Car pour lui, la rencontre sexuelle est d’abord celle de deux singularités qui convoquent les cinq sens pour s’épanouir (seule activité humaine qui procède de la sorte). Freud ne dit-il d’ailleurs pas que l’acte sexuel est l’acte le plus bouleversant pour un être humain? Paradoxalement, Sollers dont on dit qu’il a connu un grand nombre de partenaires, affirme bien que rien n’est anodin dans l’acte : cela reste à chaque fois exceptionnel, voire transgressif : l’acte entre deux êtres humains est toujours-déjà désenclavé de l’enchaînement social, quand il est l’opportunité d’une rencontre entre deux singularités il fait toujours rupture. Or, ce qui a une très haute valeur suscite l’intense convoitise. Le succès du porno en est la plus plate des conséquences, ou celui des sites de rencontres rapides. C’est pourquoi Sollers invite au repli, à la dérobade, au combat retardateur pour ne pas exposer l’essentiel à savoir ce moment exceptionnel à se voir, se toucher, se goûter, se sentir et s’ouïr. Et surtout se parler, où le corps investi et s’investissant ainsi en amour, se doit de le dire dans un chant continu et infini (Sollers vénère Mozart et ses opéras), mais surtout, se doit de le dire en toute clandestinité.

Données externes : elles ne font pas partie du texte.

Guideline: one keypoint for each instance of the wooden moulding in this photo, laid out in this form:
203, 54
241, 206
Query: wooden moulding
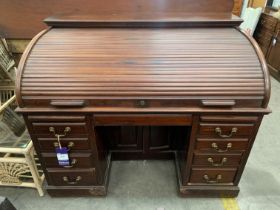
145, 20
27, 16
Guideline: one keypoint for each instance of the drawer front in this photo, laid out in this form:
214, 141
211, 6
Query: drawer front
77, 144
77, 160
142, 119
228, 119
56, 118
226, 131
212, 176
221, 146
216, 160
72, 177
42, 129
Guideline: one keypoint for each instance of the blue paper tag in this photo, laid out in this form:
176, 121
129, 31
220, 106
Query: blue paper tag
62, 156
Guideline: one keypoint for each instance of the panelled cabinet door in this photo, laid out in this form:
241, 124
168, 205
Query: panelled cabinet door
122, 137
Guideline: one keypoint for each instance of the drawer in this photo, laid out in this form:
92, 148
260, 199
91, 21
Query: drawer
212, 176
227, 131
228, 119
47, 144
77, 160
43, 129
142, 119
221, 146
56, 118
72, 177
216, 160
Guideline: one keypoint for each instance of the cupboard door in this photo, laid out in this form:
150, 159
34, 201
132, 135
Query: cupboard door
122, 137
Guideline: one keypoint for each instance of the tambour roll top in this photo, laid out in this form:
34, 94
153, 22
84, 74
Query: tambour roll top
97, 63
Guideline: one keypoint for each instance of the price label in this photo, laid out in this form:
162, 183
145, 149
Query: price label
62, 156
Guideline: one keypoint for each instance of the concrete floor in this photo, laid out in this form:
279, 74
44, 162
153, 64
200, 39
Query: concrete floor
130, 181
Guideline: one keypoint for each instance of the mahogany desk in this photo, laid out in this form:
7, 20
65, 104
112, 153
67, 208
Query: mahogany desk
144, 85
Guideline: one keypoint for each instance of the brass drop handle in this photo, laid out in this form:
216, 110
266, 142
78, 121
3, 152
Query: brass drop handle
212, 181
219, 132
69, 145
224, 160
58, 136
73, 162
77, 179
215, 147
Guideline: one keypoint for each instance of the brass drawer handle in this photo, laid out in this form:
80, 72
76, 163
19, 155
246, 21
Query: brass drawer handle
58, 136
215, 147
224, 160
73, 162
66, 179
219, 132
212, 181
69, 145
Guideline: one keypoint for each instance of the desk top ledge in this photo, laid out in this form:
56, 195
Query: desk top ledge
144, 19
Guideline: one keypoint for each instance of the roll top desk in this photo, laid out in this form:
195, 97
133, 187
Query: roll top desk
144, 84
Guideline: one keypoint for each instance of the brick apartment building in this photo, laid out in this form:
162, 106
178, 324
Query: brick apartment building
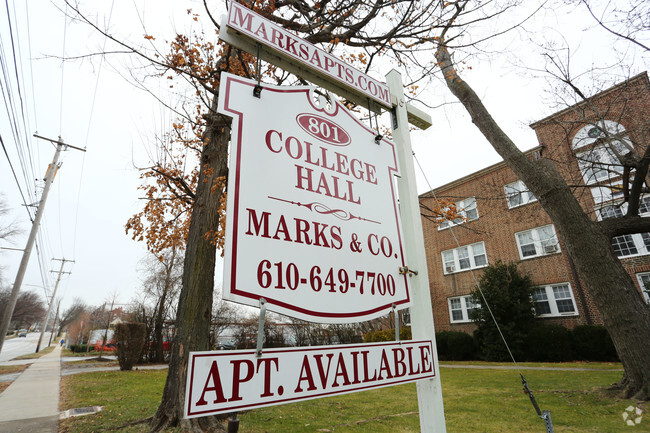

Son tout dernier texte insiste : il convient d’avoir les réflexes de l’Agent secret (Mercure de France), qui fait ses coups médiatiques pour faire bouger les lignes, puis qui se planque afin de se ressourcer à l’essentiel, loin de l’Œil contrôlant et jaloux.
Philippe Sollers s’est planqué une dernière fois. Quand on sait à quels délices il s’autorise dans ses dérobades, lui qui était chrétien (et même papiste !), je n’ose imaginer quel Paradis il a atteint.